The Interquartile Range (IQR) Calculator finds the spread of the middle 50% of a data set by calculating the first quartile (Q1), median (Q2), third quartile (Q3), and the IQR (Q3 − Q1).
The IQR is a powerful way to measure variability while ignoring extreme values, making it especially useful in real-life data analysis and school statistics.
What does the calculator do?
- Sorts the data set in ascending order.
- Finds quartiles:
Q1 = lower quartile (25th percentile)
Q2 = median (50th percentile)
Q3 = upper quartile (75th percentile) - Calculates the IQR = Q3 − Q1.
- Displays results clearly for Q1, Q2, Q3, and IQR.

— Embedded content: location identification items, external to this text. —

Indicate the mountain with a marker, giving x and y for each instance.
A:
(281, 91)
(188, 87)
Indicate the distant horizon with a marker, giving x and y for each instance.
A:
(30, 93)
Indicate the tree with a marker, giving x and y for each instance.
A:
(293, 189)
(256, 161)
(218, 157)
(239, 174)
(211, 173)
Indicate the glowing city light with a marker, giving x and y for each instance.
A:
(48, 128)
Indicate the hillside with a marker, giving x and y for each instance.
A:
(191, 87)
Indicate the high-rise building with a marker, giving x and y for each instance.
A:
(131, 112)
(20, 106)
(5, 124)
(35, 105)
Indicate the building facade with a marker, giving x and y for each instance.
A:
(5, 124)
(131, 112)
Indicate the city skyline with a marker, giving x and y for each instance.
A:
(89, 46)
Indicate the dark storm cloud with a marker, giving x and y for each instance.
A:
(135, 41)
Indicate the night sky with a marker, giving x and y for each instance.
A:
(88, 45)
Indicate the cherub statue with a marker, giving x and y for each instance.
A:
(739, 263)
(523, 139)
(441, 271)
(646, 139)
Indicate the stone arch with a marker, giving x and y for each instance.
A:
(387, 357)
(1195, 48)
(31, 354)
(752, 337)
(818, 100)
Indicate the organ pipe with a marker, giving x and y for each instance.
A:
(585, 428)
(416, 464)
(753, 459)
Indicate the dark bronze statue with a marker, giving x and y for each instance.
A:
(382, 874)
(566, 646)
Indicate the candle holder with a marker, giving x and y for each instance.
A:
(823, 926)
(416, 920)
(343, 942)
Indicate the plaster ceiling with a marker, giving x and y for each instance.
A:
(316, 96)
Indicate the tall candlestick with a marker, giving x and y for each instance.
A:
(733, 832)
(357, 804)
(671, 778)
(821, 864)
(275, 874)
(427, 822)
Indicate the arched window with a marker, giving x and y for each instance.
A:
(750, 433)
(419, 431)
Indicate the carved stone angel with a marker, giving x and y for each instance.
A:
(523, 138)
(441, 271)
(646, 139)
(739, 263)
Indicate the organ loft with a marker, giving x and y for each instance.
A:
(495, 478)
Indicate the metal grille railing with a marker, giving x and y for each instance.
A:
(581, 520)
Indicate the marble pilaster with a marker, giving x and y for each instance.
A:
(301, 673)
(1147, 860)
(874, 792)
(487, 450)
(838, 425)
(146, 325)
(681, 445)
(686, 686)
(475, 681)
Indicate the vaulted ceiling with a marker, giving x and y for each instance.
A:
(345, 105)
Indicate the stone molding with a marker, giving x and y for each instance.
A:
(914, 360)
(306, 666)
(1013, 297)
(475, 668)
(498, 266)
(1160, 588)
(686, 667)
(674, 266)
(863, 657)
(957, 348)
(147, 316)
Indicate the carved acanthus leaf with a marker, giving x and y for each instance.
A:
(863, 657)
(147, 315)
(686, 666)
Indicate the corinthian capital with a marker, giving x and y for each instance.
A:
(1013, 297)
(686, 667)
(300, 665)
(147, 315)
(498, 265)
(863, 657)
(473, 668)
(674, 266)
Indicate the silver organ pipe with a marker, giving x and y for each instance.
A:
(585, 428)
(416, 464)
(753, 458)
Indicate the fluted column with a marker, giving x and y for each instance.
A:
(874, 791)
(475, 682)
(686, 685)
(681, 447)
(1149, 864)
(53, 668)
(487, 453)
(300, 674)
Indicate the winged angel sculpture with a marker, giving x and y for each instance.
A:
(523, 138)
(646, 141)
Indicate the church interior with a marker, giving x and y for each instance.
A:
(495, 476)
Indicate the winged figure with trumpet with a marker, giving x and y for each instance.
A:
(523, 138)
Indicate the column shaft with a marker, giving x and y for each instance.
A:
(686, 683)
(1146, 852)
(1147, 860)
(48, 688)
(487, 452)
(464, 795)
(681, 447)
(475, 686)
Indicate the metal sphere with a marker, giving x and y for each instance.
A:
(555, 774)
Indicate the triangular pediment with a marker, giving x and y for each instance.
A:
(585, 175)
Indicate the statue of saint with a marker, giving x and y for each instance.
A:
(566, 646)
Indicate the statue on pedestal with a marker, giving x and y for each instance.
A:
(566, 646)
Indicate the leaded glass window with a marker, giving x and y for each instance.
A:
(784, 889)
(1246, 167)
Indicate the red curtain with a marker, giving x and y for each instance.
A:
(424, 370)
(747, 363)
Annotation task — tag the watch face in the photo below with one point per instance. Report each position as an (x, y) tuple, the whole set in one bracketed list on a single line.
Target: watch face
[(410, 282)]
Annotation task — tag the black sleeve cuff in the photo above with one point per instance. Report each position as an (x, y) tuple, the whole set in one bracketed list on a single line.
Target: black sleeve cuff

- Copy results with one click for easy use in assignments.
Worked examples
Example 1 — Small set
Data: 6, 7, 15, 36, 39, 40, 41, 42, 43, 47, 49
- Q1 = 15
- Q2 = 40
- Q3 = 43
- IQR = 43 − 15 = 28
Example 2 — Even set
Data: 10, 20, 30, 40, 50, 60, 70, 80
- Q1 = 25
- Q2 = 45
- Q3 = 65
- IQR = 65 − 25 = 40
Example 3 — Real-life salaries ($000)
Data: 28, 30, 32, 34, 36, 38, 40, 120
- Q1 = 31
- Q2 = 35
- Q3 = 39
- IQR = 39 − 31 = 8
This shows the middle 50% of salaries (31k–39k), ignoring the outlier (120k).
Why is it important?
- In school: Introduces quartiles, medians, and a robust measure of spread.
- In real life: Used in finance, research, and business to describe data without being misled by extreme outliers.
- In advanced statistics: Forms the basis for boxplots, detecting outliers, and non-parametric analysis.
Frequently Asked Questions
Q1: Why is IQR better than range?
IQR ignores extreme values and focuses on the middle 50%, so it’s less affected by outliers.
Q2: Can I use decimals or negative numbers?
Yes. The calculator works with any real numbers.
Q3: What does a large IQR mean?
It means the data in the middle 50% is widely spread out.
Q4: What does a small IQR mean?
It means the middle 50% of the data is tightly clustered.